ProbMoE and StanfordHAI scaling laws improve efficiency, while ELDR routing for PD-disaggregated MoE serving reduces TPOT by 5.9-13.9%. Nemotron 3 Ultra and open-weight MoE models demonstrate competitive performance at lower costs.
What timeline is predicted for open models to match frontier capabilities?
@emollick warns of 4-8 months before Mythos-class open models emerge. Claude Opus 4.8 currently leads agentic benchmarks, with Microsoft MAI 5B reaching 51% on SWE Bench Pro.

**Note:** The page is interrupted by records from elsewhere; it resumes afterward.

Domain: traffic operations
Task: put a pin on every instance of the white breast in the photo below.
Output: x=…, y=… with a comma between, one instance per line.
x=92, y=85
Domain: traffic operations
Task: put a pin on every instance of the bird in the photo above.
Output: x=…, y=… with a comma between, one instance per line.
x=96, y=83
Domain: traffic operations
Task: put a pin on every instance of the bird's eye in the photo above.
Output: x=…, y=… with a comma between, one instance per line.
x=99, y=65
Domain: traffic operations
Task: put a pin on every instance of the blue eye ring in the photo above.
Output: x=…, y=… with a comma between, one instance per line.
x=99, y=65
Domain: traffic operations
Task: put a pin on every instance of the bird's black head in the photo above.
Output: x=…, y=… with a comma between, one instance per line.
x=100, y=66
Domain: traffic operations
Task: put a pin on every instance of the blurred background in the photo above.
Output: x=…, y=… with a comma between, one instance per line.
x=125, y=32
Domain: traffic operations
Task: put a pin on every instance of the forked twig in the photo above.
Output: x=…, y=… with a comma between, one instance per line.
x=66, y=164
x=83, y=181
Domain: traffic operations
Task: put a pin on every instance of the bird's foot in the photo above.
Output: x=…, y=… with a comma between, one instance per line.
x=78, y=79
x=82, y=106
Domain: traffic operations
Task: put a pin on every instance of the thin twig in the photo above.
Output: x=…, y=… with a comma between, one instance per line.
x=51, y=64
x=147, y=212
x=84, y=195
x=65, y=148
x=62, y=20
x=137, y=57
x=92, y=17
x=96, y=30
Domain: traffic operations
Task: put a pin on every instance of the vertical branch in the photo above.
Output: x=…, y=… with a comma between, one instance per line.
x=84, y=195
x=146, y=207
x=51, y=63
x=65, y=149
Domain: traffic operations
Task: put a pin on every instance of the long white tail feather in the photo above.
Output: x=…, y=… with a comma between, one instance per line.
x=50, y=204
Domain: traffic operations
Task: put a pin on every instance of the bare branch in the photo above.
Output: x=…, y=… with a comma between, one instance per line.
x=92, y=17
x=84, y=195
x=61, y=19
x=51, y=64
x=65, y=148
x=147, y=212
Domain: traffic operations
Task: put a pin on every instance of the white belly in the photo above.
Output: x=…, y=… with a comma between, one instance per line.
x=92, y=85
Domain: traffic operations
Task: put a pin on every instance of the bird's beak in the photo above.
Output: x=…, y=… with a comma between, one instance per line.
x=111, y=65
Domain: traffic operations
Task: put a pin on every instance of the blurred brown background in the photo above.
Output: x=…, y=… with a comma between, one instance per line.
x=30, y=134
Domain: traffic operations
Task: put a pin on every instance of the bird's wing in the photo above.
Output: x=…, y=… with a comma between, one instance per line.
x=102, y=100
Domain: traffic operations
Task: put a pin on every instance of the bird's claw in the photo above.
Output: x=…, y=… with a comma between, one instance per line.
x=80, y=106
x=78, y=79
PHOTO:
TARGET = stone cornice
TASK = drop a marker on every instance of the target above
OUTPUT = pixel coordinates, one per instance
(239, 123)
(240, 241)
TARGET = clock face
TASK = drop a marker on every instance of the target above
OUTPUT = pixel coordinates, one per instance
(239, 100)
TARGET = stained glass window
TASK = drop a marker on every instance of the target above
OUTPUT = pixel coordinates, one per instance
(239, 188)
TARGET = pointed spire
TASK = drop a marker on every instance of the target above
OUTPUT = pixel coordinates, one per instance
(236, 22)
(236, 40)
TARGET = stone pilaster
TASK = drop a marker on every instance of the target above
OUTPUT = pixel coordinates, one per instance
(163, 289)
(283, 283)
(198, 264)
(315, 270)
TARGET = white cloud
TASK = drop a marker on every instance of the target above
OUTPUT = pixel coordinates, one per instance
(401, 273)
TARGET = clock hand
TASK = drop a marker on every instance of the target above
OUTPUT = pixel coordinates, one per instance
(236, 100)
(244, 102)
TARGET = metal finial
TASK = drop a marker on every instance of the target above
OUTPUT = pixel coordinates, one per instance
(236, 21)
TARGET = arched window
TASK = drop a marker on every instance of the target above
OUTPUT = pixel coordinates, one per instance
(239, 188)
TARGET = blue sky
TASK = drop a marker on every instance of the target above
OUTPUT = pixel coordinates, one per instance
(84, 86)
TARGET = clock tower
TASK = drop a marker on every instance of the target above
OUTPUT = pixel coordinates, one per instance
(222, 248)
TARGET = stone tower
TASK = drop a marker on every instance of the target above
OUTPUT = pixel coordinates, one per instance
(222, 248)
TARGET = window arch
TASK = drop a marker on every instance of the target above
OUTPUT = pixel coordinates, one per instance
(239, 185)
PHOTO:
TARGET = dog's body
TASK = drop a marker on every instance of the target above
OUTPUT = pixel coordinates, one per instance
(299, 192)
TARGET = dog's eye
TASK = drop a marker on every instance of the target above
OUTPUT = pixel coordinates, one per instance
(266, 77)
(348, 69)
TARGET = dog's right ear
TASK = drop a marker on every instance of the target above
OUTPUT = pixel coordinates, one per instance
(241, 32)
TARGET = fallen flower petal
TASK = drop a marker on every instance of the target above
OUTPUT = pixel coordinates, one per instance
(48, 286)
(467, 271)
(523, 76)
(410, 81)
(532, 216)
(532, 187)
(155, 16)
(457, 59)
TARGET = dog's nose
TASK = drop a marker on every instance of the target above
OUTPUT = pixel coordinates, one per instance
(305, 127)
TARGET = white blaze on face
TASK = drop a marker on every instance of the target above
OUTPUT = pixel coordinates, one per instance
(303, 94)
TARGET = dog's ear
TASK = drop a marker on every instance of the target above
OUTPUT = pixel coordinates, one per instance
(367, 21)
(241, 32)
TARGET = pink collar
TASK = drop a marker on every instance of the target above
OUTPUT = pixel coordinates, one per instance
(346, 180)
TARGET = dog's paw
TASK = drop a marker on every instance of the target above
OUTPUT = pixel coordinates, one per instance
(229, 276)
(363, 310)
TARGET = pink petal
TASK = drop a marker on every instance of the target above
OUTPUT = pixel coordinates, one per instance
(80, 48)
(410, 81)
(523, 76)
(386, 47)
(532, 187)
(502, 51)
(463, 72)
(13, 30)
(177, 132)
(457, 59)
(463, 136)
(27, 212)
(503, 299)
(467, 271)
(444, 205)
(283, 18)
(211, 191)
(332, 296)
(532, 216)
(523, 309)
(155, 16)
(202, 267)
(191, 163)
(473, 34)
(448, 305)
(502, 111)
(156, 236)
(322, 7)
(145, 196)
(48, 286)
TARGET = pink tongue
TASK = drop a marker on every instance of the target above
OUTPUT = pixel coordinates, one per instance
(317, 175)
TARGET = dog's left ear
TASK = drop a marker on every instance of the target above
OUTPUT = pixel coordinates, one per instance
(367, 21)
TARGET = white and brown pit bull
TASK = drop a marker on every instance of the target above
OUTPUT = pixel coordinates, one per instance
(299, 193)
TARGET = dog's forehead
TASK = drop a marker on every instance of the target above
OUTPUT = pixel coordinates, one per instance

OpenAI $38.5B loss. Zai_org trains on Huawei Ascend at 90% lower cost, open source, 3-month lag. Amazon selling Trainium chips challenges Nvidia. @rasbt shows local open-weight MoE models (30B) matching GPT 5.5 speed (40 tok/sec) on consumer hardware; Claude Code vs Codex 2x token efficiency gap. @emollick warns 4-8 month before Mythos-class open models. Claude Opus 4.8 tops agentic benchmarks. Microsoft MAI 5B 51% SWE Bench Pro. Nemotron 3 Ultra open MoE hybrid. Price war intensifies. ProbMoE improves routing. StanfordHAI scaling laws efficiency hack. New ELDR routing optimization for PD-disaggregated MoE serving reduces TPOT by 5.9-13.9%. New HOLA architecture pairs compressive recurrent state with small exact memory for long-range recall in linear attention models, achieving strong perplexity and needle recall at 16x training length.